Fridez Pierre-Alain · Nationalrat · 2012-06-05
Fridez Pierre-Alain · Nationalrat · Jura · Sozialdemokratische Fraktion · 2012-06-05
Wortprotokoll
Selon d'aucuns, les chances de voir aboutir l'initiative populaire "pour une poste forte" sont minces. Mais nous voulons y croire. Nous voulons y croire, car cette initiative représente une vision ambitieuse de ce que devrait être un service public de qualité, proche des gens, un service où le principe intangible de service universel conserverait toute sa signification: un maillage fin du réseau postal couvrant l'ensemble du territoire, des prestations de qualité, un personnel compétent et formé, un accès facile pour tous les usagers dans la proximité, des recettes à la hauteur des besoins, alimentées - en plus des rentrées traditionnelles issues du monopole des lettres par exemple - par les bénéfices d'une banque postale.
Les chances de voir aboutir cette initiative sont, disions-nous, minces, car entre-temps le Parlement a accepté en 2010 une nouvelle législation postale, législation dont l'ordonnance d'application devrait entrer en vigueur dans quelques mois. Cette ordonnance respecte globalement l'accès au service universel en matière de prestations postales et le trafic des paiements est clairement réglementé. Mais certains points cruciaux de l'initiative, en particulier la banque postale et l'objectif d'un réseau d'offices de poste exclusivement exploités par du personnel de la Poste n'y figurent pas. Les auteurs de l'initiative peuvent cependant se targuer d'avoir exercé une influence décisive sur le retrait du projet de libéralisation complète de la Poste. Ce premier succès est essentiel.
Le point de l'initiative qui semble poser problème réside à l'article 92 alinéa 5 lettre b, soit l'instauration d'une banque postale, pièce maîtresse de l'initiative. En effet, en cette période où la concurrence, la rentabilité et les restructurations sont érigées en dogme, maintenir en l'état un service universel, véritable, proche des gens, desservant l'ensemble du territoire suisse, même les régions les plus reculées, a un coût.
Les bénéfices attendus de cette banque postale serviraient justement à financer les surcoûts liés au maintien d'un service public de qualité à l'ancienne. A l'ancienne, car dans les faits, on assiste jour après jour, mois après mois, en sourdine, au démantèlement de notre bonne vieille poste dans l'indifférence générale: fermeture de petits bureaux, multiplication des agences installées dans des commerces ou des administrations - ce qui pose des problèmes en termes de sécurité et de confidentialité -, remise en question récurrente de la desserte à domicile dans les fermes éloignées par exemple, réduction d'emplois, restructurations - la dernière en date dans le secteur logistique -, retard dans la distribution du courrier - distribué régulièrement l'après-midi dans certains petits villages -, objectifs pour le personnel sans cesse revus à la hausse - à l'origine d'un stress certain au sein du personnel.
Revenons un instant à la banque postale.

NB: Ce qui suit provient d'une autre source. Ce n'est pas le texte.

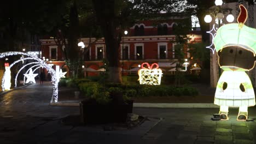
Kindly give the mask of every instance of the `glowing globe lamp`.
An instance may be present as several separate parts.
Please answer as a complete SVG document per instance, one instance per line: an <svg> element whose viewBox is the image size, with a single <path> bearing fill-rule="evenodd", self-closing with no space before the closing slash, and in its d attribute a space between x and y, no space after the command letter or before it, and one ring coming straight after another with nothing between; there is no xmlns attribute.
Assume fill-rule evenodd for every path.
<svg viewBox="0 0 256 144"><path fill-rule="evenodd" d="M210 15L207 15L205 17L205 21L206 23L210 23L212 20L212 18Z"/></svg>

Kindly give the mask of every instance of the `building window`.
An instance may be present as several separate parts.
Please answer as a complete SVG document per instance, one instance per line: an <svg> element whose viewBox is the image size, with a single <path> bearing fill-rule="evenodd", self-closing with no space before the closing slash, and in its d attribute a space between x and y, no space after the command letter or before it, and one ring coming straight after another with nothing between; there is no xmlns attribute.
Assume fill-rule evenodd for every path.
<svg viewBox="0 0 256 144"><path fill-rule="evenodd" d="M121 44L121 47L123 47L123 44ZM124 52L124 53L123 53ZM128 60L130 58L130 45L129 44L124 44L123 49L121 49L121 59ZM124 59L123 59L124 58Z"/></svg>
<svg viewBox="0 0 256 144"><path fill-rule="evenodd" d="M57 46L50 46L50 61L57 60Z"/></svg>
<svg viewBox="0 0 256 144"><path fill-rule="evenodd" d="M135 36L143 36L144 35L144 25L141 24L140 26L136 25L134 27Z"/></svg>
<svg viewBox="0 0 256 144"><path fill-rule="evenodd" d="M143 25L141 25L141 26L139 26L139 35L143 36L144 35L144 26L143 26Z"/></svg>
<svg viewBox="0 0 256 144"><path fill-rule="evenodd" d="M168 34L168 26L166 24L164 24L162 26L162 35L167 35Z"/></svg>
<svg viewBox="0 0 256 144"><path fill-rule="evenodd" d="M158 26L158 35L163 35L168 34L168 26L167 24L159 24Z"/></svg>
<svg viewBox="0 0 256 144"><path fill-rule="evenodd" d="M167 59L167 43L160 43L158 44L158 58Z"/></svg>
<svg viewBox="0 0 256 144"><path fill-rule="evenodd" d="M135 36L139 36L139 28L138 25L136 25L135 27L134 28L134 35Z"/></svg>
<svg viewBox="0 0 256 144"><path fill-rule="evenodd" d="M104 45L96 45L96 59L101 60L104 58Z"/></svg>
<svg viewBox="0 0 256 144"><path fill-rule="evenodd" d="M162 35L162 25L160 24L158 25L158 35Z"/></svg>
<svg viewBox="0 0 256 144"><path fill-rule="evenodd" d="M144 44L135 44L135 58L136 59L144 59Z"/></svg>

Personne ne semble vouloir d'une banque supplémentaire. Les tenants du libéralisme adorent se réclamer du sacro-saint droit à la libre concurrence pour autant qu'il ne leur fasse pas d'ombre.
Je vous enjoins de soutenir cette initiative populaire pour exprimer votre soutien à une poste forte, à un service public de qualité, universel, au service des gens dans les villes comme dans les campagnes les plus reculées. Une poste partout et pour tous, c'est l'une des clés, à côté des transports publics et de l'accès à l'école, permettant de favoriser le maintien d'habitants dans nos campagnes. Ces besoins essentiels expliquent les revendications et l'opposition viscérale à toute idée de démantèlement exprimée dans ma région, le Jura. En effet, nous voyons peu à peu, impuissants, la vie quitter nos villages. Mais nous refusons cette fatalité. Voter oui à l'initiative fait partie de ce combat. Plus que d'autres, nous avons besoin du service postal universel et de la vie dans nos villages.